Every year the Menards stores in my region sell out of almost their entire in-store inventory of trains well in advance of Christmas. I doubt this year will be an exception. I suspect by the time I post this the FasTrack will be sold out. What I cannot figure out is why other stores like Sears, Costco, Home Depot, etc do not feature Lionel or similar trains? Thursday millions of us will open our black-Friday newspaper adds and only a small percentage of the country will be exposed to a sale on Lionel trains at a local store.

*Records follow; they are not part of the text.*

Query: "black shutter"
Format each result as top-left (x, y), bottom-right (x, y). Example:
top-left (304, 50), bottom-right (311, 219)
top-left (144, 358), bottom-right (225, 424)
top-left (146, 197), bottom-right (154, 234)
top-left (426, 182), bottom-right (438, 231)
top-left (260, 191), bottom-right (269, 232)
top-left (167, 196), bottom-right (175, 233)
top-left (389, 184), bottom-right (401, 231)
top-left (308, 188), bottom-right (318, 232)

Anyway, welcome to toy train season. Happy Thanksgiving everyone.

regards, Allan R.


----------



## Kwikster (Feb 22, 2012)

Quite interesting Allan. Been quite some time since I saw Lionel as part of any big box store's ads. It's now got me thinking on which stores will even carry ANY model trains by large brands, i.e Lionel, Bachman etc, unlike when I was a kid. I still remember one Christmas when my only gift was a Lionel MoPac GP-20 which cost 100 dollars at Sears, still have it.

Carl


----------



## eljefe (Jun 11, 2011)

Great, now I have that jingle stuck in my head: "Save big money at Menards!"


----------



## eljefe (Jun 11, 2011)

It may warm your heart to know that my local K-Mart is selling a Lionel G-scale set.


----------